The little girl with the biggest smile says that I will be run over by the cars first. Then she drops a bomb on me. She says with her back towards me, as if to hide a smirk, that I am fat. 

If I was not laughing I was crying openly. The children are so honest in the village, it pains to hear their beautiful wretched minds sometimes. But saved by the school bell, we arrive at the school together. I hear them telling each other that they have one tala each for lunch, never mind the bubble gum they shared for breakfast.

Their box like school building is a block of cement, wooded with long unpainted timber. The big green mowed lawn before it, used for district rugby games on Saturdays is silenced now except for the high pitched voices of the children.

The children are teasing each other as they pull one’s shirt and slap another one’s back to force themselves, to brave yet another day in the public prison. I meant school. Or did I mean prison? But I digress. I wave good bye to the children and the little girl with the biggest smile remembers my name, unfortunately. 

As I pass the village church, I think about the whiteness of its large posts, and the air-conditioners, all ten of them, that is never used.
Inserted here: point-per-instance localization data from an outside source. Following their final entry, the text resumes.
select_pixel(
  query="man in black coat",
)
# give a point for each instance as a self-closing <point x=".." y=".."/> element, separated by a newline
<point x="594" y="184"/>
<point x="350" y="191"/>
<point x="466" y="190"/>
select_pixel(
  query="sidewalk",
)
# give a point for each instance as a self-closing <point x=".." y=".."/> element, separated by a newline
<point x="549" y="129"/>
I think of the pastor(s) and the way they carry on with the Biblical mysteries, as if we have never learned to read. I think of what holds up the church besides money. 
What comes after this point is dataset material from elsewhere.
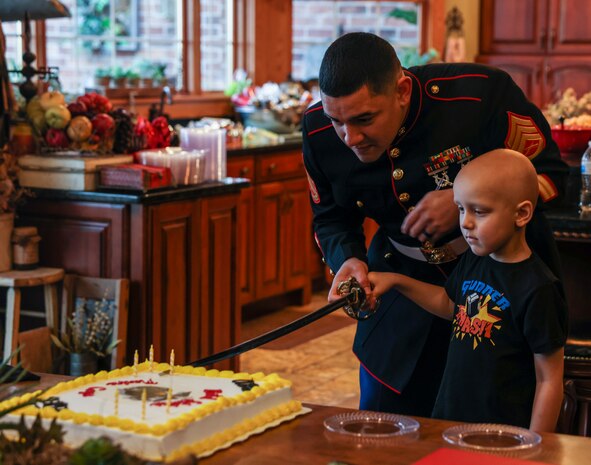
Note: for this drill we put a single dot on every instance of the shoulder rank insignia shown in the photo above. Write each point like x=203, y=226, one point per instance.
x=524, y=136
x=313, y=190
Further along, I find I am losing myself again in the quietness of the village until five pigs, of different sizes, walking a straight line in slow and melancholic like motion, with one pig’s nose to the other pig’s behind.

The sudden change of view, not only stuns me, but now, the whole half lived carcass tickles me. The elegant parade of the four legged edible mammals, tells me that the world I am surrounded by, is simple and is not as chaotic as the muck inside my head. 

My thoughts, taking a breath of their own life with present views and past experiences leads to the scrawny backs of children anywhere on the island, quietly sitting by their mothers who are frying cocoa beans and making coconut rice for dinner. I think about children a lot, because I have always loved them. I do not always know why I am a true fan of children, just as I do not really know why I wish I had a giraffe for a pet. But I love children and giraffes should be kept as pets to us short people who need the feeling of being elevated from time to time. Giraffes are tall long legged squishy lipped vegetarians too. Back to my village walk; 

As I walk, I feel the laziness of mundane life hanging over the village.  The pig’s parade, at the sound of my feet closing by, crosses the road to ambush a shrub of weeds. I imagine there are plenty lost coconuts feeling useless because the missing hands of the youth whose job it is to feed the animals, are handling other businesses. 

The business of loafing the roads aimlessly in the evenings, and the business of not cooking for their parents, and oh in case I forget, there is also the thriving business of drinking heaps and fighting for nothing.

Blood is shed wastefully, sometimes running easy from the noses of the youth because, well, there is also the business of nothing better to do. The youth are plentiful in paradise did you know? 

My walk through the village ends when I arrive on the beach that hurt and heals me. The cure of the pain is in the pain, says a poet. 

But of all the poetry in the world that soothes me, I long for a certain child’s voice saying something simple like, “ Mummy.” 

But, I understand the world is still moving on and sometimes I wonder, why do I have to come with it? For now, in my village walk mood, I want to take my time, slow motioning the moments of defeat rising to conquer the mountains again. I want to feel what is yet to be felt, for after this, I believe, there is really nothing else but heaven. 

This is my village walk. This is my peace from the busy world within me. 

What does a soul mate have to do with this rag? Well, everything really because a soul mate inspires one to see the magnificence in mundane things. I hope for our country that it too has a soul mate so that when times are hard, we can all see the pretty side of life no matter what.